The Great Ecstasy of Robert Carmichael – Watch it/buy it at Amazon




© Steve Morrissey 2006





The Spectacular Now

Shailene Woodley and Miles Teller in The Spectacular Now



Feeling, looking, sounding like a very dark John Hughes film (Breakfast Club, Ferris Bueller period), The Spectacular Now also has in Miles Teller and Shailene Woodley exactly the sort of actors Hughes might have cast – not the prettiest, but the most personable, the most “relatable” as we now say.


It’s Teller’s first starring role, after standing out in a series of supporting roles, notably adding a gloss to the comedy 21 & Over that the sub-standard joke writing certainly wasn’t delivering. And at first sight he’s playing a similar kind of character, the bright funny jock. Except this isn’t the successful jock the movies encourage us to pity – because of their muscular lack of sensitivity – but the jock in trouble, the life and soul of the party who simply won’t go home at the end of the night.


We meet Teller’s bright, funny, outgoing Sutter right after his blonde, go-getting and hot girlfriend (Brie Larson, blurring on and off a couple of times) has dumped him, for reasons that only gradually become apparent. And in one of cinema’s more unusual meet-cutes, we are introduced to the new girl in the his life, Aimee (Woodley), when she spots him one morning, unconscious drunk on someone’s lawn as she is delivering newspapers.


So here he is, a suburban high school legend whose catchphrase is “we are the party”, and here’s her, an academic, optimistic but fragile flower bowled over when his thanks for rousing him off the turf morphs into something that looks faintly, possibly, like a cool ardour.


Maybe it’s Sutter’s permanent tipsiness, we don’t know, but this strange meeting and the even stranger hooking up of these two over the following weeks works because we never quite know how serious he is about her. Is he just spinning the wheels until Her Hotness returns? Is Aimee going to be OK? More existentially, is Sutter?


After those jokey-jock supporting roles that he could easily have become too associated with (see Seann William Scott and Stifler), the eye-opener is Teller, who has the wryness and intelligence of a young Bill Murray. Woodley we already know from a bunch of TV and The Descendants, and she’s even better than him – watch out for the multi-layered look she gives Teller at the end of the film and start counting down the days till she wins an Oscar.


Director James Ponsoldt gives his actors plenty of freedom, and in scenes relying heavily on long, though not ostentatiously long, takes they repay the confidence with moments of interaction that look so right that you’d swear they were improvised. It’s emotional tightrope walking – at parties, at the pool, at school, out on the street, particularly in the bedroom where one of the most tender and believable love-making scenes plays out. Yes, I thought, that is how it is the first time.

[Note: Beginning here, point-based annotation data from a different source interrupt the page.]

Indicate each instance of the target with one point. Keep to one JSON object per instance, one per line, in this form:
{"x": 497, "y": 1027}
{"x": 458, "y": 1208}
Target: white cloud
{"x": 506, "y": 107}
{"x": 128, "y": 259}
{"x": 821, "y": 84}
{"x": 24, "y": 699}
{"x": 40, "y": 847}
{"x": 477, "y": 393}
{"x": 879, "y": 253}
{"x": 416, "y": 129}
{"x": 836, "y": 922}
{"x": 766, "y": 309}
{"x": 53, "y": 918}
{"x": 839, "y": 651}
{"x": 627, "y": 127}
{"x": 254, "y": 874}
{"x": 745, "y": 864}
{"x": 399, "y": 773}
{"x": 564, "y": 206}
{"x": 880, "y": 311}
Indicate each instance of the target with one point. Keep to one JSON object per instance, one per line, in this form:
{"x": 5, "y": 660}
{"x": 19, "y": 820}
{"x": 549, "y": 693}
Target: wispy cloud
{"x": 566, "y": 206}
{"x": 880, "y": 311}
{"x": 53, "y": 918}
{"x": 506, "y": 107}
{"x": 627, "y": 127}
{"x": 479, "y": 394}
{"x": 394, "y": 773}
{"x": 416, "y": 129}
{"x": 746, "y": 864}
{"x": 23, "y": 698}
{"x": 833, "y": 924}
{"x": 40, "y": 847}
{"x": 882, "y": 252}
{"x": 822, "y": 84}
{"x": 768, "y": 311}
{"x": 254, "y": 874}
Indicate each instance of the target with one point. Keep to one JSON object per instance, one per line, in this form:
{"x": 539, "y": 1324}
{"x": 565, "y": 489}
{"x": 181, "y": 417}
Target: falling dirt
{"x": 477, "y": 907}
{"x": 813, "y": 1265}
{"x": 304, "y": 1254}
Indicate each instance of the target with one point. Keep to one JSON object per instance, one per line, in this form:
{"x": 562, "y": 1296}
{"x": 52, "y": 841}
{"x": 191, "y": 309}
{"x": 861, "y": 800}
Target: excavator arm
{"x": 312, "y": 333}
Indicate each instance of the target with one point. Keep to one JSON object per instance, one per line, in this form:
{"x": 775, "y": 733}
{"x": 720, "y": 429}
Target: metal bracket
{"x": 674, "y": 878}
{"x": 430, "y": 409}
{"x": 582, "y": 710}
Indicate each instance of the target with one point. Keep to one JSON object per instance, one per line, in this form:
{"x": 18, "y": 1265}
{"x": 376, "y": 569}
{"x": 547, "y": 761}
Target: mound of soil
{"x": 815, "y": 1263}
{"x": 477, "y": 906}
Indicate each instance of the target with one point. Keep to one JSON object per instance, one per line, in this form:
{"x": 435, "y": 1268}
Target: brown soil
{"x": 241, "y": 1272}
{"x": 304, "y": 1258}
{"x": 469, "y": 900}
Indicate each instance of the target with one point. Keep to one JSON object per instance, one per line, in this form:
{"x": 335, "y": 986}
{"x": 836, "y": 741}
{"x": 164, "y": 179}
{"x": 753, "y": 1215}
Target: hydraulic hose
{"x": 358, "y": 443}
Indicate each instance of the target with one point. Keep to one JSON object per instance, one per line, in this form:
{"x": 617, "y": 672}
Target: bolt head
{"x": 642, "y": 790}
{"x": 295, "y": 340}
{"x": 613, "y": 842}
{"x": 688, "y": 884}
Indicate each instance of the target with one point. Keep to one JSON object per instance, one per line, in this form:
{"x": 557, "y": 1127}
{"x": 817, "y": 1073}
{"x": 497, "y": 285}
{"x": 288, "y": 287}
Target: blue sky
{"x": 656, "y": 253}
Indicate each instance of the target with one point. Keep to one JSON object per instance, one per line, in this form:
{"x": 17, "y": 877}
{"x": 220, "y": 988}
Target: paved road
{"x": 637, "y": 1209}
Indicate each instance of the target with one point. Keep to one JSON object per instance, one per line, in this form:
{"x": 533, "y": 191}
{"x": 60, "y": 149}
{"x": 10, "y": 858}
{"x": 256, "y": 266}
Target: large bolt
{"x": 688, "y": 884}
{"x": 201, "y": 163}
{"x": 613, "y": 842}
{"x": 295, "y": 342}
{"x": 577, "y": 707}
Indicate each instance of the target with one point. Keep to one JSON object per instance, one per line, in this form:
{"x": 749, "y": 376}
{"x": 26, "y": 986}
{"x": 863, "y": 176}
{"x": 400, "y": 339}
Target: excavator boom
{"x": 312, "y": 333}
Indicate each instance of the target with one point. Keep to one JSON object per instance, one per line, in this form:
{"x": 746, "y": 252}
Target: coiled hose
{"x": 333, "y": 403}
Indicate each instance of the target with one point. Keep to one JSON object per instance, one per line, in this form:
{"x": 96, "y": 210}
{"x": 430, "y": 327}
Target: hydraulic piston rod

Ponsoldt and co keep us hanging over the will they/won’t they precipice. And complementing this through-the-fingers romance is the sense that Sutter is out of control to an extent even he isn’t aware of, and that Aimee is a precious creature who needs to be protected from him but who, bright girl, might have her own not entirely selfless agenda.


I could do without Sutter’s backstory and the stuff including the search for his father, not because Kyle Chandler isn’t great as the jock’s good-old-boy drunken feckless dad but because we don’t need telling there’s something lurking in the woodshed. By this point Sutter has been berated by and fallen foul of very male authority figure in the film – teacher, boss, what have you – so we kind of know, we know.


So there’s an occasional overrun here, an emotional handbrake turn there, and now and again the plot gabbles on just a touch too conveniently, for the purposes of the film rather than its characters.


But as the band Phosphorescent’s Song for Zula echoes over the closing credits, its yearning, hopeful U2/Simple Minds vibe is a reminder that this too is how John Hughes used to do it, in the days when John Cusack would hold up a boombox to a sweetheart’s window.

I know that was Cameron Crowe directing Say Anything, but it’s the same achey-breaky thing.